[petsc-dev] Status of pthreads and OpenMP support

Fri Oct 26 08:47:07 CDT 2012

On Thu, Oct 25, 2012 at 9:16 PM, Jed Brown <jedbrown at mcs.anl.gov> wrote:
> On Thu, Oct 25, 2012 at 8:05 PM, John Fettig <john.fettig at gmail.com> wrote:
>>
>> What I see in your results is about 7x speedup by using 16 threads.  I
>> think you should get better results by running 8 threads with 2
>> processes because the memory can be allocated on separate memory
>> controllers, and the memory will be physically closer to the cores.
>> I'm surprised that you get worse results.
>
>
> Our intent is for the threads to use an explicit first-touch policy so that
> they get local memory even when you have threads across multiple NUMA zones.

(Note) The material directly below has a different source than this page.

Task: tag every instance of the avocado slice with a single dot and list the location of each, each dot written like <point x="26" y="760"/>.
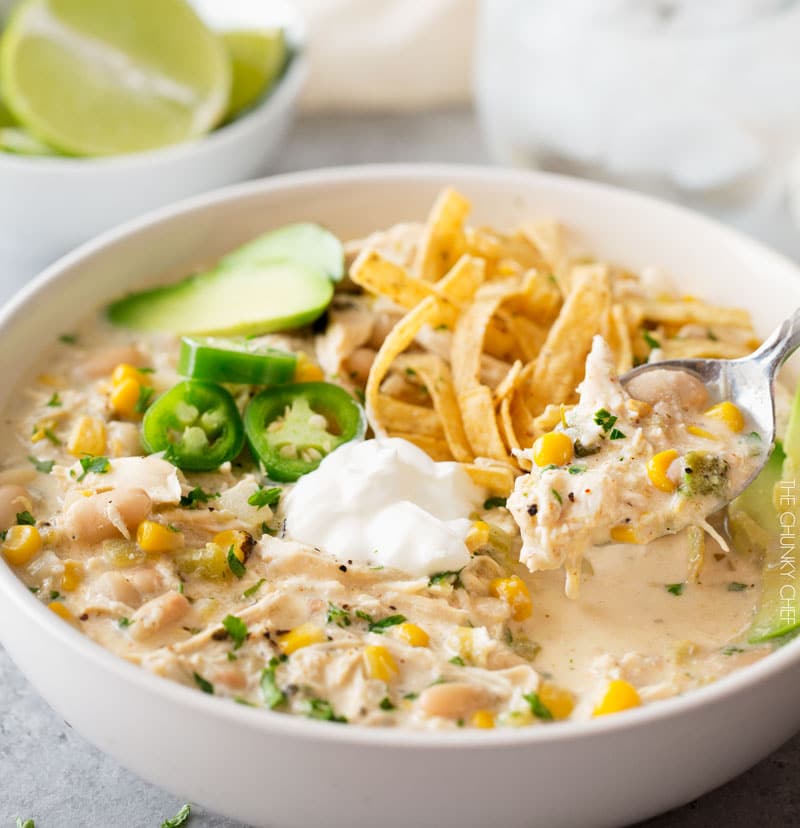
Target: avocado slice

Great.  I still think the performance using jacobi (as Dave does)
should be no worse using 2x(MPI) and 8x(thread) than it is with
1x(MPI) and 16x(thread).

>>
>> It doesn't surprise me that an explicit code gets much better speedup.
>
>
> The explicit code is much less dependent on memory bandwidth relative to
> floating point.
>
>>
>>
>> > I also get about the same performance results on the ex2 problem when
>> > running it with just
>> > mpi alone i.e. with 16 mpi processes.
>> >
>> > So from my perspective, the new pthreads/openmp support is looking
>> > pretty good assuming
>> > the issue with the MKL/external packages interaction can be fixed.
>> >
>> > I was just using jacobi preconditioning for ex2.  I'm wondering if there
>> > are any other preconditioners
>> > that might be multi-threaded.  Or maybe a polynomial preconditioner
>> > could work well for the
>> > new pthreads/openmp support.
>>
>> GAMG with SOR smoothing seems like a prime candidate for threading.  I
>> wonder if anybody has worked on this yet?
>
>
> SOR is not great because it's sequential.

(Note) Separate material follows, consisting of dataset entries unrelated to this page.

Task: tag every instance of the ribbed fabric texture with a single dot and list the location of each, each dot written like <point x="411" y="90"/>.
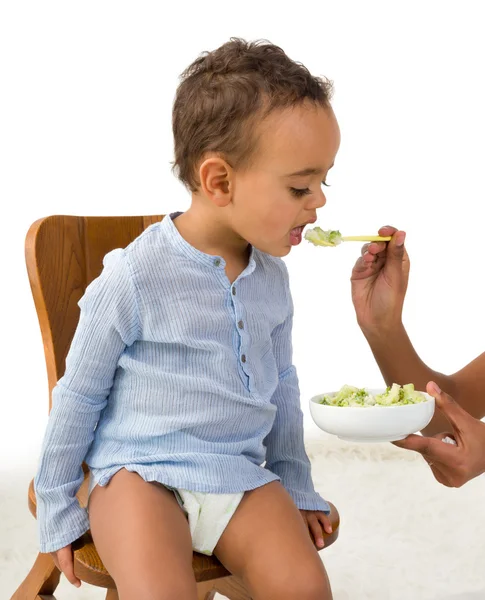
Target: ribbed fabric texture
<point x="177" y="375"/>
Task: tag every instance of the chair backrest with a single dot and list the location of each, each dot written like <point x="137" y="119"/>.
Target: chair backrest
<point x="64" y="254"/>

For structured grids we have multi-color schemes and temporally
blocked schemes as in this paper,

http://www.it.uu.se/research/publications/reports/2006-018/2006-018-nc.pdf

For unstructured grids, could we do some analagous decomposition using
e.g. parmetis?

http://citeseerx.ist.psu.edu/viewdoc/summary?doi=10.1.1.135.4764

Regards,
John

> A block Jacobi/SOR parallelizes
> fine, but does not guarantee stability without additional
> (operator-dependent) damping. Chebyshev/Jacobi smoothing will perform well
> with threads (but not all the kernels are ready).
>
> Coarsening and the Galerkin triple product is more difficult to thread.